A todos nos ha sobrecogido el accidente de tren ocurrido en Galicia en la tarde del 24 de julio, una fecha significativa, víspera de la fiesta de Santiago, Apóstol.

Todo estaba preparado para la gran fiesta, y lógicamente se han suspendido los actos. Pero así y todo, se siente un fuerte contraste entre esas expectativas festivas y la dura realidad que se impone y que estamos viviendo.

En los medios de comunicación se habla mucho de la atención psicológica que los familiares de las víctimas están recibiendo, pero no he escuchado nada referente a la atención espiritual que quien lo desee también debe recibir, y que estoy seguro que (como ha ocurrido en anteriores accidentes y catástrofes), ya se les estará proporcionando aunque no salga en los medios.

No es fácil ofrecer esa atención espiritual. En estos momentos quizá lo más conveniente sea permanecer “al pie de la cruz”, con las familias, en silencio. Pero es un permanecer “orante”. Y durante la oración, he recordado este pasaje de san Pablo:

 “Nosotros predicamos a un Cristo crucificado…” (1Cor 1, 23)

Hoy pensaba que, quizá, los que tenemos la responsabilidad de “predicar” a Cristo, de dar testimonio de fe en Cristo (ya seamos curas o laicos), caemos en un defecto peligroso: olvidar que debemos predicar a Cristo crucificado.

Cristo crucificado y resucitado, desde luego. Pero para resucitar, antes tuvo que pasar por la cruz.

La Resurrección ilumina la cruz, pero no la elimina.

La cruz está y estará presente, y debemos tenerlo en cuenta a la hora de hablar del Dios en quien creemos. Porque el Dios glorioso lleva en sí las marcas de la Pasión. Y esto no es masoquismo, como a veces se nos acusa por parte de quienes intentan cuestionar nuestra fe: es realismo.

Quizá habitualmente, a la hora de anunciar el evangelio, nos falta ese equilibrio entre cruz y resurrección, sobre todo con motivo de grandes fiestas como la que se preparaba en Galicia.

Por “miedo” a que nos tachen de aguafiestas, de “verlo todo mal”, nos centramos más en el aspecto festivo, “glorioso”, “bonito” de la fe, y se nos olvida que la cruz está y estará ahí.

Por eso, cuando la cruz se hace presente, más aún de un modo tan trágico como este accidente de tren, si lo que hemos estado mostrando principalmente es ese aspecto “triunfal”, “bonito”, no nos extrañe que en circunstancias como ésta la fe “no diga nada” a quienes están sufriendo, y se acabe rechazando el mensaje entero.

 “Nosotros predicamos a un Cristo crucificado…”

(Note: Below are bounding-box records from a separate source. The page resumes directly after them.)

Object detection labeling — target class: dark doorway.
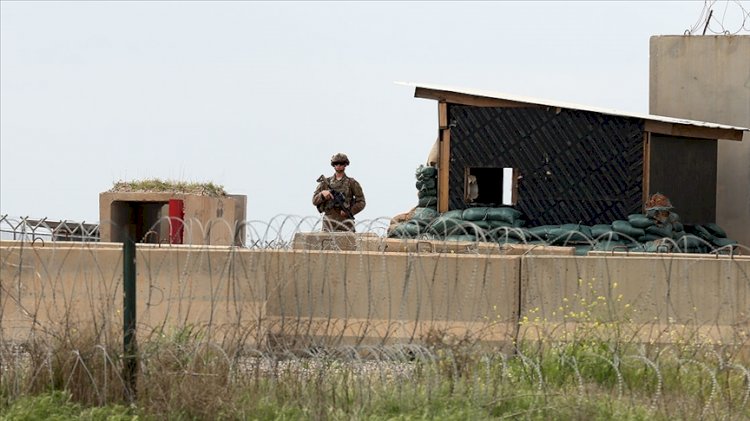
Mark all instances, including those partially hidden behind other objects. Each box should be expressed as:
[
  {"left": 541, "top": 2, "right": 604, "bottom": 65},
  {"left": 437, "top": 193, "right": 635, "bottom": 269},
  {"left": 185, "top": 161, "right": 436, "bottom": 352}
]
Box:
[{"left": 112, "top": 201, "right": 169, "bottom": 244}]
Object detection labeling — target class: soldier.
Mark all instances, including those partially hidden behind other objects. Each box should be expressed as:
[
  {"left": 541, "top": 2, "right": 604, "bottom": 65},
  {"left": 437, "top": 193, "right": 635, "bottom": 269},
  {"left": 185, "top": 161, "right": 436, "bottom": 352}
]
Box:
[{"left": 313, "top": 153, "right": 365, "bottom": 232}]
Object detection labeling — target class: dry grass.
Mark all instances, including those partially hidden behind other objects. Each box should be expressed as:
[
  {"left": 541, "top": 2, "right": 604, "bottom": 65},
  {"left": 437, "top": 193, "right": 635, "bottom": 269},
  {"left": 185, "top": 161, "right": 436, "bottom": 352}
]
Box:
[{"left": 109, "top": 178, "right": 227, "bottom": 197}]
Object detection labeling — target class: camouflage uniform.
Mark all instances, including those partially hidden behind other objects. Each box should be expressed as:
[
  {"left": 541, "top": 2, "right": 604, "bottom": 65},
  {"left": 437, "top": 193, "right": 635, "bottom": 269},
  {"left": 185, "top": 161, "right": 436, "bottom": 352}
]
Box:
[{"left": 313, "top": 166, "right": 365, "bottom": 232}]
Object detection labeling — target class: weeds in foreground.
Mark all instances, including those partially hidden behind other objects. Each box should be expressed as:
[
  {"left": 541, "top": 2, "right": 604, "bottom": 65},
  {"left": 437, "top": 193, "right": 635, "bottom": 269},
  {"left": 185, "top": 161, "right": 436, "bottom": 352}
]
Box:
[{"left": 0, "top": 291, "right": 750, "bottom": 420}]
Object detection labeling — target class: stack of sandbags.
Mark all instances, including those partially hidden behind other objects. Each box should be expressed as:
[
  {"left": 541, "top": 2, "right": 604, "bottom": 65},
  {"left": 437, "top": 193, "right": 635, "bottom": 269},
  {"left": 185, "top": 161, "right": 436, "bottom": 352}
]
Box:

No somos ni unos ilusos ni unos masoquistas, ni unos aguafiestas, tenemos bien plantados los pies en la realidad del mundo. La única posibilidad de esperanza ante quienes sufren con dureza la cruz en sus vidas, es la fe en Cristo crucificado y resucitado. Y ése debería ser, sin miedo, el núcleo central de nuestra predicación. Para unos, eso será escandaloso: ¿Qué clase de Dios es ése que no evita la cruz?; para otros, seguimos ofreciendo “opio al pueblo”, consolándole con cuentos necios.

Ante el misterio del dolor, debemos permanecer “al pie de la cruz”, acompañando, sin pretender convencer a nadie, sino ofreciendo (con las palabras o con el silencio) a Cristo. Porque nosotros no nos predicamos a nosotros mismos: Nosotros predicamos a un Cristo crucificado… Porque ahí, en Él, crucificado y resucitado, está toda la fuerza de Dios:

“El lenguaje de la cruz es locura para los que se pierden; más para los que están en vías de salvación, es poder de Dios (…) Dios ha querido salvar a los creyentes por la locura del mensaje que predicamos. Porque mientras los judíos piden milagros y los griegos buscan sabiduría, nosotros predicamos a un Cristo crucificado, que es escándalo para los judíos y locura para los paganos. Mas para los que han sido llamados, sean judíos o griegos, se trata de un Cristo que es fuerza de Dios y sabiduría de Dios. Pues lo que en Dios parece locura, es más sabio que los hombres; y lo que en Dios parece debilidad, es más fuerte que los hombres”.

(1Cor 1, 18-25)

Reflexión de J.M.Ll.G.

Recemos por las víctimas y por la pronta recuperación de los heridos.